地元の魅力を発見しよう!特別企画「地元発見伝」
dancyu11月号の東京旅行という特集が目に入り、買った。ユニオンジャックの怪物に致命傷を負わされ、東京には暫く行っていない。スカイツリーも見ていない。
東京に行く時は、この雑誌のタイトルと同じように、東京に旅する感覚で行く。東京プリンスホテルから目の前に見える東京タワーの夜景。明治大学のタワーに挟まれた山の上ホテルのbarで飲む水割り。中央線沿線の商店街の細かい所まで大切に手を入れられたひなびた感じの東京が好きだった。
大阪はそういう訳にはいかない。西成のスーパー玉出の前では、血気盛んなおっちゃん達が今日もデッキブラシでどつきあっている。そう。大阪。
大阪の京橋駅のすぐ近くに蒲生墓地という場所がある。一般には、蒲生墓地と呼ばず「京橋立ち飲みストリート」と呼ばれている。
アイランドのような形をした墓場の周囲を、立飲み居酒屋がびっしりと取り囲んでいる。だから、一見、中心が墓場だとは分からない。南側が少し高くなっており、その様子を見下ろすことができる。僕は敬愛を込めて、その酒場を蒲生墓場と呼んでいる。居酒屋の壁一枚で墓場と隣あっている。
グーグルストリートに写っている岡室酒店直売所は、まさに中島ラモさんもこよなく愛した酒場。その他にも味がありすぎる立ち飲み屋がたくさんある。南側の屋台ではあるが、とよには、ネタのブツ切り具合に衝撃を受けるだろう。
この墓地裏の居酒屋で「お兄さん、お姉さん、アンタの壁一枚向こうは、墓場だよ」と心の中で呟やきながら飲むのが好きだった。実際に呟かなかったのは、僕もそのシチュエーションが好きだったからだ。あるいは、酒場と名がつけばどこでも好きなのかも知れない。

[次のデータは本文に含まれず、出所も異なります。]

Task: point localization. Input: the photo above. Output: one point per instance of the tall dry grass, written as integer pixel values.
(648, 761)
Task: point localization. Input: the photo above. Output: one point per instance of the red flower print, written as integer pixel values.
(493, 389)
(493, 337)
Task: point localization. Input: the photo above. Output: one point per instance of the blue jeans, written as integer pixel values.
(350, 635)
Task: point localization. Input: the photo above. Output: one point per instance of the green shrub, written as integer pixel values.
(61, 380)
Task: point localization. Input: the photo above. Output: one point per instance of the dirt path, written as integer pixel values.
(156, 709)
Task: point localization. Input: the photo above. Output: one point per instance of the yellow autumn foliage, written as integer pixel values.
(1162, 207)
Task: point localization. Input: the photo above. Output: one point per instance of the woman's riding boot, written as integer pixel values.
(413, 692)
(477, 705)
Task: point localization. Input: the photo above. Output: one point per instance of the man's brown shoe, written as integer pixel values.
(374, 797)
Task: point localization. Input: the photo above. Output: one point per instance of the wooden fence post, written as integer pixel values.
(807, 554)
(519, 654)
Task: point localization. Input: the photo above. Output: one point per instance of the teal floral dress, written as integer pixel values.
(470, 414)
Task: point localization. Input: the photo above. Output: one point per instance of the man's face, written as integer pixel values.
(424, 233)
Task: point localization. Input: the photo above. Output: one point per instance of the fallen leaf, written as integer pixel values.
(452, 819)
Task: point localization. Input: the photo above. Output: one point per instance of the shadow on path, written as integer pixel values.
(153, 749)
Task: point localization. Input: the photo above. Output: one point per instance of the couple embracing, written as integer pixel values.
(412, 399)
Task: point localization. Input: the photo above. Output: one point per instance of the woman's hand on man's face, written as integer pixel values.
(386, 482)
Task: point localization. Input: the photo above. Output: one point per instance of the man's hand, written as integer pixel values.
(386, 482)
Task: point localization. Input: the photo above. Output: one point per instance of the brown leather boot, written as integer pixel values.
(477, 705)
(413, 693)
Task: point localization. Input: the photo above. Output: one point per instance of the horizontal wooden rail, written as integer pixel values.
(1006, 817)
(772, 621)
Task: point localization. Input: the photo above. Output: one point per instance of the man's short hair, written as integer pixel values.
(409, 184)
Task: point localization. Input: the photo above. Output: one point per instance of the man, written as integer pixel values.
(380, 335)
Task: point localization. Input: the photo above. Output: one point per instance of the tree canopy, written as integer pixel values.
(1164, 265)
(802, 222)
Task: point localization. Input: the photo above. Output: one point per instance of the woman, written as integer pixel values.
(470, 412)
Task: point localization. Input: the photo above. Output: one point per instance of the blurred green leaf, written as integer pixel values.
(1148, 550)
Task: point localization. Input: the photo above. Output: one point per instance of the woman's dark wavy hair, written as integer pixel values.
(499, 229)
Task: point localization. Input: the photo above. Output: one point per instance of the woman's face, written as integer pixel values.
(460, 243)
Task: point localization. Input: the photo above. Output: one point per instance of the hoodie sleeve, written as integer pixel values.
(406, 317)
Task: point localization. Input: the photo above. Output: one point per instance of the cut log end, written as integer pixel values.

アドレナリンの入り過ぎた脳をクールダウンすることができた。
蒲生墓地は江戸時代から続く、大坂七墓巡りの一つという由緒正しい墓所で、何か人を惹きつけてやまない雰囲気がある。
「大阪七墓巡り」とは江戸時代の大阪町衆の風習で、毎年、盆になると市中郊外の七墓(梅田、南濱、葭原、蒲生、小橋、千日、鳶田)を巡り、有縁無縁を問わず「同じ大阪に住んでいた町衆、先人ではないか」とその霊を慰めたもの。また江戸時代中期・後期ともなると若い男女のデートコースとしても活用されたようで、町衆は自由闊達に「遊び心」を持って七墓巡りを楽しんだという。しかし残念ながら明治維新以後の、近代都市化によって消滅した。
この大坂七墓巡りを復活させようとする粋狂なフェイスブックページもあるようだ。 個人的にも、江戸時代のように衆目を集める墓場であって欲しいと願ってやまない。
今は、立ち飲みの聖地、蒲生墓場では飲まない。モンスターにグリグリと死線の壁に押しつけられすぎたようだ。その壁際では、酒を楽しめなくなっている。大阪駅から電車で10分もかからない距離だけど、とても遠い気がする。記憶に残る風景。時々、あの墓場なのか酒場なのか良く分からない場所に行ってみたくなる。しかし、行くことはないだろう。
「お兄さん、お姉さん、壁一枚向こうは墓場だよ。少し壁に近づき過ぎではないのか」とやさしくアドバイスすることはできるだろう。そう語りかけることがあるとすれば、彼等には、僕の声は聞こえても、僕の姿は見えないだろう。ここに還ってきている。